Quant aux six motifs d’appel, le CEE a d’abord conclu que la conclusion de l’intimé selon laquelle la mise sous surveillance des détenus en raison d’un risque de suicide constituait une option viable n’était pas « manifestement déraisonnable » parce que la politique en vigueur pendant la période en cause permettait aux gardiens d’entrer dans les cellules en cas d’urgence.
Deuxièmement, il a conclu que l’intimé avait tenu compte des deux rapports d’experts et qu’il avait traité de chacun d’entre eux. Il ressortait clairement des motifs de l’intimé qu’il avait tenu compte du dossier dont il disposait parce qu’il avait expliqué pourquoi il avait préféré l’un des rapports d’experts à l’autre.
Troisièmement, le CEE estimait que certains aspects de la procédure suivie laissaient à désirer, mais que l’appelant n’avait pas démontré comment ou dans quelle mesure la décision de l’intimé avait été influencée par le non-respect du protocole sur le recours à la force, notamment par le fait qu’un sergent d’état-major n’avait pas fait de commentaires à l’appelant concernant les gestes qu’il avait commis lors de l’un des incidents ni ne l’avait réprimandé pour ceux-ci.
Quatrièmement, pour ce qui est de l’argument selon lequel la GRC aurait dû faire appel à un tiers pour mener l’enquête, le CEE a conclu que l’appelant n’avait pas développé cet argument dans ses observations et qu’il était donc difficile d’établir en quoi l’intimé avait commis une erreur à cet égard, voire si la question lui avait été soumise lors de la rencontre disciplinaire.
Cinquièmement, le CEE a conclu que la réputation de l’appelant au sein de la collectivité et auprès du maire avait été considérée comme une circonstance atténuante par l’intimé dans la détermination des mesures disciplinaires qu’il convenait d’imposer.
Enfin, le CEE a conclu que, dans le cadre d’une procédure déontologique, ce qui compte est l’appréciation des faits pertinents par le décideur.

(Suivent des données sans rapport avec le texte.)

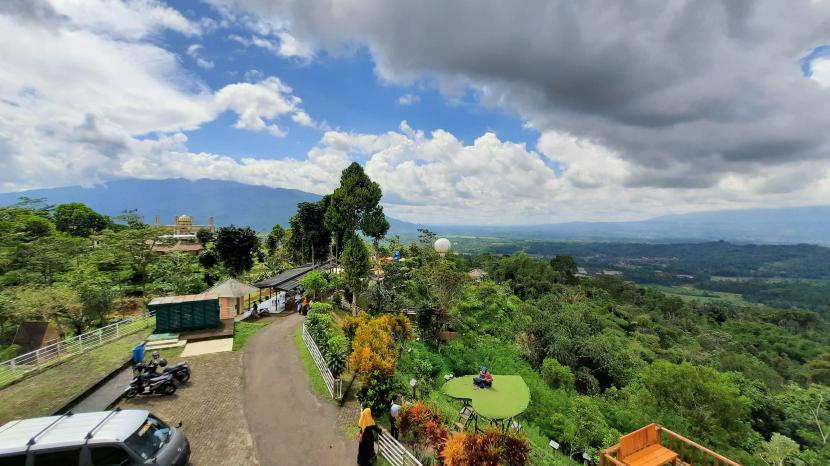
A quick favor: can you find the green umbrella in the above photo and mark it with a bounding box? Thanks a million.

Par conséquent, il était évident que l’intimé connaissait les facteurs qui n’avaient pas été pris en considération par l’expert de la Couronne au dire de la Cour de justice. Le CEE a ensuite soulevé la possibilité que la remise en cause des faits traités par la Cour de justice puisse constituer un abus de procédure. Il a conclu que la juge n’avait pas rendu de conclusions factuelles précises sur le caractère raisonnable de la force utilisée par l’appelant lors des incidents en cause et que les principes de l’abus de procédure énoncés par la Cour suprême du Canada dans l’arrêt Toronto (Ville) c. S.C.F.P. n’empêchaient donc pas la remise en cause des faits dont l’intimé avait été saisi. Le CEE a établi une distinction entre la présente situation et ses conclusions et recommandations formulées dans le dossier C-2022-007 (C-070).
Recommandation du CEE
Le CEE recommande au commissaire de rejeter l’appel.